There’s only one little problem with the university’s plan. They don’t have enough room. Leo Harris Parkway is in the way. So are portions of Alton Baker Park. The present home for the Eugene Science Factory may also be affected.

These present limitations are bringing the university to the negotiating table. Because realigning ambition will be harder than realigning roadways, the university will replace what’s lost for park patrons, essentially making everything in the area more compact.

In exchange for realigning Leo Harris Parkway, the university has offered the city eight acres of undeveloped land, south of the Willamette River and east of the new Downtown Riverfront Park.

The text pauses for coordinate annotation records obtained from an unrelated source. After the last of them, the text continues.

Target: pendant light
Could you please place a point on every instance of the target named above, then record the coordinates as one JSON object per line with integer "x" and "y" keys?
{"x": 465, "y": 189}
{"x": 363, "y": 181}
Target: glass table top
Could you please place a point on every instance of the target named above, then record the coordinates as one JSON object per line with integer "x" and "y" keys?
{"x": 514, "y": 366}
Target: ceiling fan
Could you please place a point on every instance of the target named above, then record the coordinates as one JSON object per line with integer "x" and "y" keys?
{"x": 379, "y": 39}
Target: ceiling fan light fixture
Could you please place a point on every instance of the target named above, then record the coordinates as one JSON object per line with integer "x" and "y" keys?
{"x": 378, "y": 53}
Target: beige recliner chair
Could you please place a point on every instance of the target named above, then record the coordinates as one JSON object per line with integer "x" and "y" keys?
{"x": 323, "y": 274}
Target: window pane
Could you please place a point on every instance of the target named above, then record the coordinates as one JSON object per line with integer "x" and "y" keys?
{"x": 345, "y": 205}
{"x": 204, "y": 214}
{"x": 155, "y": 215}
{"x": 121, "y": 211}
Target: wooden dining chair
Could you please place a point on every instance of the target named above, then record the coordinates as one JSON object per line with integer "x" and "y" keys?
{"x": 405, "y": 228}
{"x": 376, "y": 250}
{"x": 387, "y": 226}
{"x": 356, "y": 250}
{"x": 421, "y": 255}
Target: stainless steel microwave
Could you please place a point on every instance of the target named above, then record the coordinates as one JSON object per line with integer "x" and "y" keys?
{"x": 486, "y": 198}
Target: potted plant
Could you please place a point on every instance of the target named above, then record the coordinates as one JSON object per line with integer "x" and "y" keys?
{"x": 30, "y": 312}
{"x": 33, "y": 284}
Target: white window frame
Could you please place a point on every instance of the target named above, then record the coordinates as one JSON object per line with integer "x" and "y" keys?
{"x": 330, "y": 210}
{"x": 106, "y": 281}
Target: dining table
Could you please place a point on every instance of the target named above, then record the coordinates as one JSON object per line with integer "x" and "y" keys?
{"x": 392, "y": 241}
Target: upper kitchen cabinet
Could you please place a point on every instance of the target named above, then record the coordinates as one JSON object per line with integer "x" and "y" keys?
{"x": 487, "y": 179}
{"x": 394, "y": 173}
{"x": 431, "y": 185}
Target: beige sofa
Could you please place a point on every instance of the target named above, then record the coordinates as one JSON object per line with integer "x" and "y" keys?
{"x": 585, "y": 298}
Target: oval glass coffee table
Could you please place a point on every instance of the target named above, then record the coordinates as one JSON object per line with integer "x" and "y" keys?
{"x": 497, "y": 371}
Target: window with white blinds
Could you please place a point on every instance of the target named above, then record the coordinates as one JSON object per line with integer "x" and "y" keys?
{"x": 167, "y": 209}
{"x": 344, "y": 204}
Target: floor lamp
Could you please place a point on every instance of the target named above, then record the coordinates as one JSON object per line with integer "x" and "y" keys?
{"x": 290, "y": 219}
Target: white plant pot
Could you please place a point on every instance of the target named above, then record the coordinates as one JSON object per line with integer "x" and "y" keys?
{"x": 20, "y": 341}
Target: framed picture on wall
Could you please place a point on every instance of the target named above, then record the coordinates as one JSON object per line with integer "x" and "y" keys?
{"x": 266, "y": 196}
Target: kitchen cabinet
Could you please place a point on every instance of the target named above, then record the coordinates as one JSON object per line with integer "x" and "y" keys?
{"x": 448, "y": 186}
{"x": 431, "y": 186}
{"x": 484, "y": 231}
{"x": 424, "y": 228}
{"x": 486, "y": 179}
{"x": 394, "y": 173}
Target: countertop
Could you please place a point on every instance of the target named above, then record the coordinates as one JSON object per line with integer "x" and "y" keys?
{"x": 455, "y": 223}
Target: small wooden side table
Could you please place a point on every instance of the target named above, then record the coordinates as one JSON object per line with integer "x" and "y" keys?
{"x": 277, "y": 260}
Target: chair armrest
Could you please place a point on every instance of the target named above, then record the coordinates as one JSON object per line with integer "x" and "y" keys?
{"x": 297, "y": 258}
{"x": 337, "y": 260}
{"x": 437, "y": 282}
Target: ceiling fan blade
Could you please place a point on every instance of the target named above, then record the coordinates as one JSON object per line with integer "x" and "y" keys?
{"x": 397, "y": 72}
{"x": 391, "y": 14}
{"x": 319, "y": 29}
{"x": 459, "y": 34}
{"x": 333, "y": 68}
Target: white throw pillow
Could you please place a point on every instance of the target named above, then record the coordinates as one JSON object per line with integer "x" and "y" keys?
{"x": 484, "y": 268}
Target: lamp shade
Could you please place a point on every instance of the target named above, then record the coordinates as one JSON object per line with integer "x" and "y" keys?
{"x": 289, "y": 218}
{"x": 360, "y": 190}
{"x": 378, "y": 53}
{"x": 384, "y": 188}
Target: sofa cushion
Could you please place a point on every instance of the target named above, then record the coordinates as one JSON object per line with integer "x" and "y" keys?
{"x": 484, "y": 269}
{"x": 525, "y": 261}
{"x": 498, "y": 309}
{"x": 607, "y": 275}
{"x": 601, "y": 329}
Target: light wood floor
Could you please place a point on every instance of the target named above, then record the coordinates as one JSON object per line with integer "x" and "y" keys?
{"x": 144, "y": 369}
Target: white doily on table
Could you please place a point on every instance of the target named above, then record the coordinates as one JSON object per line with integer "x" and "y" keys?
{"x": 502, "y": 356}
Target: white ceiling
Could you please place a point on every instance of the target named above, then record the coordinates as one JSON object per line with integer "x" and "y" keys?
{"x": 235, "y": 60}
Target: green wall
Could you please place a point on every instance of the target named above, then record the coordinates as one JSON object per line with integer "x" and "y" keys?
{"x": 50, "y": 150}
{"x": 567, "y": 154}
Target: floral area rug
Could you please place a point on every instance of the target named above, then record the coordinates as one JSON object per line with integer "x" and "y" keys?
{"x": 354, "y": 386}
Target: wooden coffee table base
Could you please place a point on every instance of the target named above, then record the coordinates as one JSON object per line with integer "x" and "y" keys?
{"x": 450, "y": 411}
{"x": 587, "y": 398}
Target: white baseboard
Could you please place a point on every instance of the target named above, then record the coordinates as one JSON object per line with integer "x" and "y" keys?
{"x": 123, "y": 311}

The proposed swap could become the most valuable land deal since John Musumeci lured PeaceHealth to RiverBend.

It has the potential to be a win for all parties, especially because the university is willing to think creatively to meet its ambitions.

UO gets a new facility to impress recruits. Parking becomes more convenient for Cuthbert Amphitheater patrons and the duck pond at Alton Baker Park. Maybe the Science Factory can be relocated to the old EWEB headquarters, to the fairgrounds, or to anchor new development around Lane Community College.

Those eight acres of valuable waterfront property will open pathways for Eugene’s next renaissance. Our dream of uniting the city and the university along the river may be coming into view. Should the city expand the park? Will they make it available for riverfront housing, adding substantial sums to the tax rolls? Might the university have seller’s remorse and buy it back when the Knight Campus needs to expand?

The city doesn’t need to know that answer right now. All the possible outcomes are good ones — and very likely to get better over time. Time is a valuable asset, when it’s leveraged properly. For example, the city wisely added a fourth story to the  downtown library for future expansion. The city can land bank those eight acres.

Eugene’s leaders should meet the moment with a little audacity of our own. Now is the time to remind the university and its benefactor about a system that has been whispered since the feds built themselves an audacious new courthouse.

All of Eugene’s riverfront improvements, finished and fantasized, will be improved with a gondola-style people-moving system across the river. Imagine how our own version of the Portland Aerial Tram will look on TV when ESPN GameDay comes to Eugene. Open the Autzen’s parking for students and faculty to use year-round. Then we’ll all feel better about football’s impact on our town’s trajectory. 

We’ve always been a river city, but we’ve forgotten how to tell that story. Eugene Skinner built his fortune by ferrying settlers. The more things change, the more they stay the same. Swap some land on either side of the river, but join the sides together in an audacious celebration of that river and its place in our history.